Acid derivatives are vinegar - 3-9%, and vinegar essence - 70-80%. Esters and salts of acetic acid are called acetates. The composition of ordinary vinegar, to which every housewife is accustomed, includes ascorbic, lactic, malic, and acetic acids. Almost 5 million tons of acetic acid are produced annually in the world.

Transportation of acid over different distances is carried out in railway or road tanks made of specialized grades of stainless steel. In warehouse conditions, it is stored in sealed containers, containers, barrels under sheds or indoors. The substance can be poured and stored in a polymer container for one calendar month.

Qualitative characteristics of acetic acid

A colorless liquid with a sour taste and a pungent odor, which is acetic acid, has a number of specific advantages. Specific properties make the acid indispensable in many chemical compounds and household products.

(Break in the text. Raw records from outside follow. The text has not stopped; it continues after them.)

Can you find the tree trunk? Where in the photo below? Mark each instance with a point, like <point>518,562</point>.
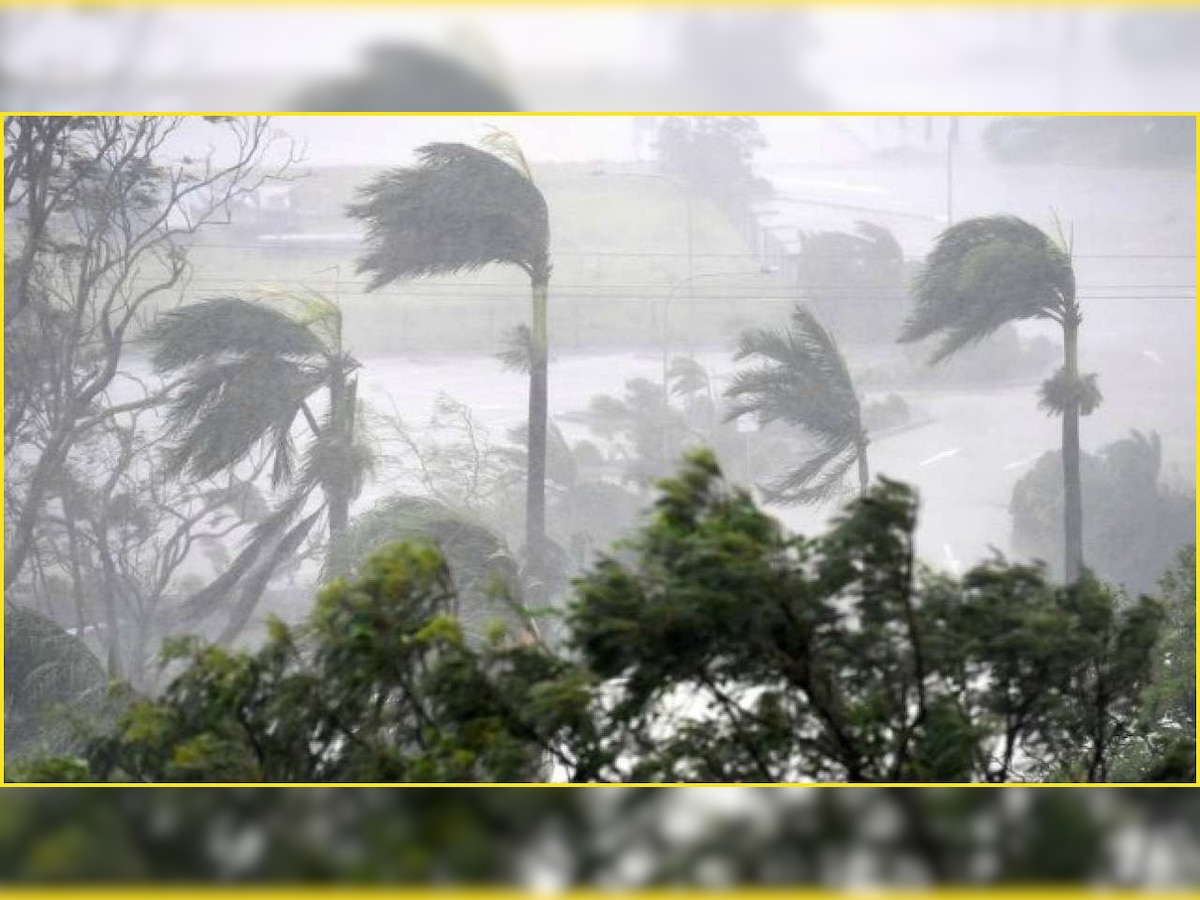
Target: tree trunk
<point>341,423</point>
<point>1073,508</point>
<point>535,474</point>
<point>864,473</point>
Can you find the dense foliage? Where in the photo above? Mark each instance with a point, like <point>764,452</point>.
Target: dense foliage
<point>719,648</point>
<point>1135,522</point>
<point>617,840</point>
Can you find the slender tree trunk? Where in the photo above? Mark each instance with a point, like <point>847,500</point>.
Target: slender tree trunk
<point>535,475</point>
<point>864,473</point>
<point>1073,507</point>
<point>341,423</point>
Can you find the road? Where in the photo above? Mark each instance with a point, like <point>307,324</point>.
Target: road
<point>964,462</point>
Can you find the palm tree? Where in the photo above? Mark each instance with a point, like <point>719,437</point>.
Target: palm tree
<point>487,581</point>
<point>984,273</point>
<point>803,381</point>
<point>251,370</point>
<point>460,209</point>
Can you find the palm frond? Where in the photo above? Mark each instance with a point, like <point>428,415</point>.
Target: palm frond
<point>484,570</point>
<point>1060,391</point>
<point>221,327</point>
<point>459,209</point>
<point>817,480</point>
<point>802,381</point>
<point>982,274</point>
<point>227,408</point>
<point>505,145</point>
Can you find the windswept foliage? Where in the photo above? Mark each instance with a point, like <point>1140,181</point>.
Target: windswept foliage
<point>984,273</point>
<point>457,209</point>
<point>991,270</point>
<point>251,370</point>
<point>802,379</point>
<point>717,648</point>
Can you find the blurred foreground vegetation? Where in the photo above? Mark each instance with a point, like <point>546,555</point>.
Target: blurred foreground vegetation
<point>715,648</point>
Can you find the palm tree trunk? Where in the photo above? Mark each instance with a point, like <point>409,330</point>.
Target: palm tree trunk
<point>1073,509</point>
<point>864,473</point>
<point>535,474</point>
<point>341,423</point>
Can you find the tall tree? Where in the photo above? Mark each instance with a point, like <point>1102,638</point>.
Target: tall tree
<point>987,271</point>
<point>250,371</point>
<point>460,209</point>
<point>803,381</point>
<point>100,221</point>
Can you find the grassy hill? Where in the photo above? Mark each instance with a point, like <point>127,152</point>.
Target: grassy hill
<point>618,244</point>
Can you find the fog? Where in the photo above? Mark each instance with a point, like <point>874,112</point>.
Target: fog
<point>665,250</point>
<point>465,58</point>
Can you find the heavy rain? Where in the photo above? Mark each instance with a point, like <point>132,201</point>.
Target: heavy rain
<point>600,448</point>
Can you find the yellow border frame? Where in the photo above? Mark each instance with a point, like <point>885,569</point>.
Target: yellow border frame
<point>1195,117</point>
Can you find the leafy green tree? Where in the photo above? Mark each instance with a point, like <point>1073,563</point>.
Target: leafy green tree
<point>48,676</point>
<point>251,370</point>
<point>460,209</point>
<point>485,574</point>
<point>378,685</point>
<point>985,273</point>
<point>717,648</point>
<point>802,379</point>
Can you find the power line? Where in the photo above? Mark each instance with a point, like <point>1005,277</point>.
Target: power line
<point>654,253</point>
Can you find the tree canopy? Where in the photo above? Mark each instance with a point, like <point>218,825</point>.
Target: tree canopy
<point>718,648</point>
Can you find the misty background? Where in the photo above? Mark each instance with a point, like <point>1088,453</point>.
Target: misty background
<point>162,479</point>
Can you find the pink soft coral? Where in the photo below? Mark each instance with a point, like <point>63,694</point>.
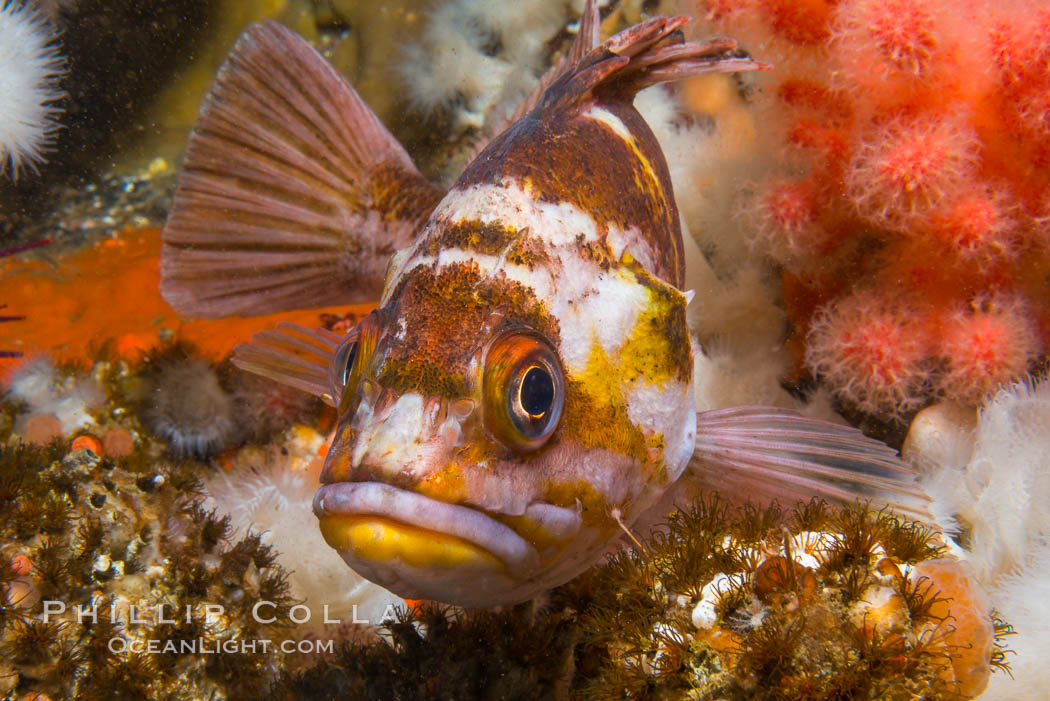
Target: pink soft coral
<point>914,142</point>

Acetic acid, as one of the representatives of carboxylic acids, has the ability to exhibit high reactivity. By reacting with a variety of substances, the acid becomes an initiator of compounds with functional derivatives. Thanks to such reactions, it becomes possible:

• Formation of salts;
• Amide formation;
• Formation of esters.

Acetic acid has a number of specific technical requirements. The liquid must be soluble in water, free from mechanical impurities and have established proportions of quality components.

Main applications of acetic acid E-260

The variety of areas in which acetic acid is applicable is quite large. This acid is an essential component of many medications - for example, phenacetin, aspirin and other varieties. Aromatic amines of the NH2 group are protected during nitration by introducing the acetyl group CH3CO - this is also one of the most common reactions in which acetic acid enters.

The substance plays a rather important role in the production of cellulose acetate, acetone, and various synthetic dyes. The production of various perfumes and non-flammable films cannot be done without her participation.

Acetic acid is often used in the food industry as a food additive E-260. Canning and household cooking are also successful fields of action and use of high-quality natural additives.

When dyeing, the main types of acetic acid salts play the role of special mordants, ensuring a stable connection of textile fibers with the dye. These salts are often used to control the most persistent varieties of plant pests.

Precautions when working with acetic acid

Acetic acid is considered a flammable liquid, which is assigned the third hazard class - in accordance with the classification of substances according to the degree of hazardous effects on the body. When working with this type of acid, specialists use individual modern protective equipment (filter gas masks).

Even the food additive E-260 can be toxic to the human body, but the degree of exposure will depend on the quality of dilution of concentrated acetic acid with water. Solutions in which the acid concentration exceeds 30% are considered life-threatening. In contact with the skin and mucous membranes, high concentration acetic acid will cause severe chemical burns.

At the same time, the method of obtaining the acid does not play a special role in its toxicological nature, and a dose of 20 ml can be lethal. Various consequences can be detrimental to many human organs - from the oral mucosa and respiratory tract to the stomach and esophagus.

If acid inadvertently gets inside, it is important to drink as much fluid as possible before doctors arrive, but under no circumstances induce vomiting. Repeated passage of substances through the body can re-burn organs. In the future, gastric lavage with a tube and hospitalization will be necessary.